Paul Hayward

Personal information
- Full name: Paul Cecil Hayward
- Born: 11 January 1954 Sydney, New South Wales, Australia
- Died: 9 May 1992 (aged 38) Canterbury, New South Wales, Australia

Playing information
- Height: 5 ft 6 in (1.68 m)
- Weight: 11 st 3 lb (71 kg)
- Position: Halfback
Club
| Years | Team | Pld | T | G | FG | P |
| 1973–78 | Newtown Jets | 76 | 14 | 43 | 0 | 129 |
- Source: Whiticker/Hudson
- Relatives: Bailey Hayward (grandson)

= Paul Hayward =

Australian rugby league footballer and convicted drug smuggler (1954–1992)

Paul Cecil Hayward (11 January 1954 – 9 May 1992) was an Australian professional rugby league footballer who played for the Newtown Jets between 1973 and 1978. In 1978, he was convicted for smuggling heroin into Thailand and imprisoned there. After his release in 1989, he returned to Australia. He died of a heroin overdose in 1992.

==Sporting career==
Paul Hayward played 73 first-grade games for the Newtown Jets during his six seasons with the club, scoring 14 tries and kicking 43 goals.

Originally a South Sydney junior league player from the Waterloo Waratahs club, he later played for a combined Sydney representative side that toured New Zealand in 1976, playing half-back.

==Arrest and incarceration==
Hayward was the brother-in-law of the convicted criminal Neddy Smith. After the 1978 football season had ended, Smith sent Hayward to Bangkok, Thailand, with Warren Fellows, to arrange a shipment of heroin.
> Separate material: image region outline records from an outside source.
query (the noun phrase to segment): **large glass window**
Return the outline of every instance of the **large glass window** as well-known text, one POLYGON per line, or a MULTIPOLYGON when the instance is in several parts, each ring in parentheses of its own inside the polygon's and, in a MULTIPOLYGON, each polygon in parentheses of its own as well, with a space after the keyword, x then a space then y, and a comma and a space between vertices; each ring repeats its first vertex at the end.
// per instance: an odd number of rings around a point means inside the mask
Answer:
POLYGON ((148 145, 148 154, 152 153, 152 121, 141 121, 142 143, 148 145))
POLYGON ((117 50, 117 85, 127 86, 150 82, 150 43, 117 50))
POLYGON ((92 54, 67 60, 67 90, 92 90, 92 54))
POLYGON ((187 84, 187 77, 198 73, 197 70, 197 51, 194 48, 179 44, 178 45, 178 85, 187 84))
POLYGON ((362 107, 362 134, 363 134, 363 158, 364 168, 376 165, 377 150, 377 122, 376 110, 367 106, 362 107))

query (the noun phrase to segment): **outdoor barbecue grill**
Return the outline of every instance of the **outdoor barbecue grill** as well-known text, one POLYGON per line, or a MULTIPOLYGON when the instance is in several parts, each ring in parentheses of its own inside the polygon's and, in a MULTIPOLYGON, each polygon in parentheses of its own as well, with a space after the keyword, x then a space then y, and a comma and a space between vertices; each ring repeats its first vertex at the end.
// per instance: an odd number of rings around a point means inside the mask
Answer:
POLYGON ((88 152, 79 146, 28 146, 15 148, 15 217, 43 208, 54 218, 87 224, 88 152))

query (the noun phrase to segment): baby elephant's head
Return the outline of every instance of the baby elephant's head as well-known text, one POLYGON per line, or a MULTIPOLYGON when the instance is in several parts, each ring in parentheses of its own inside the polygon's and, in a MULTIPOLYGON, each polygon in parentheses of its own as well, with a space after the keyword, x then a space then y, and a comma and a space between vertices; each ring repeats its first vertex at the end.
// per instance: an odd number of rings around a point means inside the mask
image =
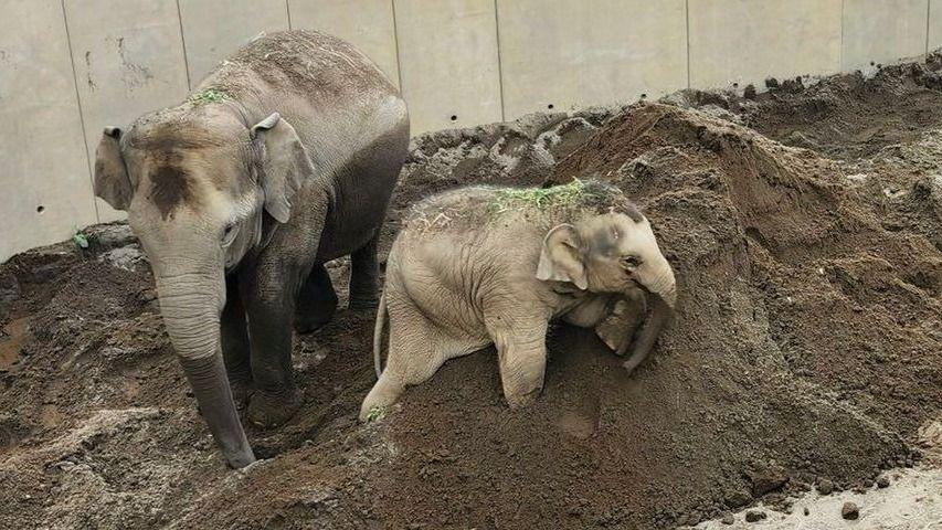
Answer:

On 11 October 1978, Hayward and Fellows were arrested at the Montien Hotel in Bangkok, when a suitcase containing heroin was found in his room. He and Fellows were convicted in Thailand, alongside William Sinclair, for attempting to export 8.4 kilograms of heroin to Australia.

Hayward received a 30-year sentence, while Fellows got life. Hayward was imprisoned in Klong Prem Central Prison, before being moved to Bang Kwang. After being transferred back to Klong Prem, he was released in April 1989, following a royal pardon. He returned to Sydney shortly afterwards.

==Decline and death==
Hayward became a heroin user during his time in prison and contracted HIV.

On Saturday 9 May 1992, Hayward was home with his family, when he collapsed in the bathroom at about 3:00 pm, according to a police spokesperson. Ambulance officers tried unsuccessfully to resuscitate him, and he was pronounced dead on arrival at Canterbury Hospital. Later, it was announced that he had died of a heroin overdose. He was survived by his wife and three children.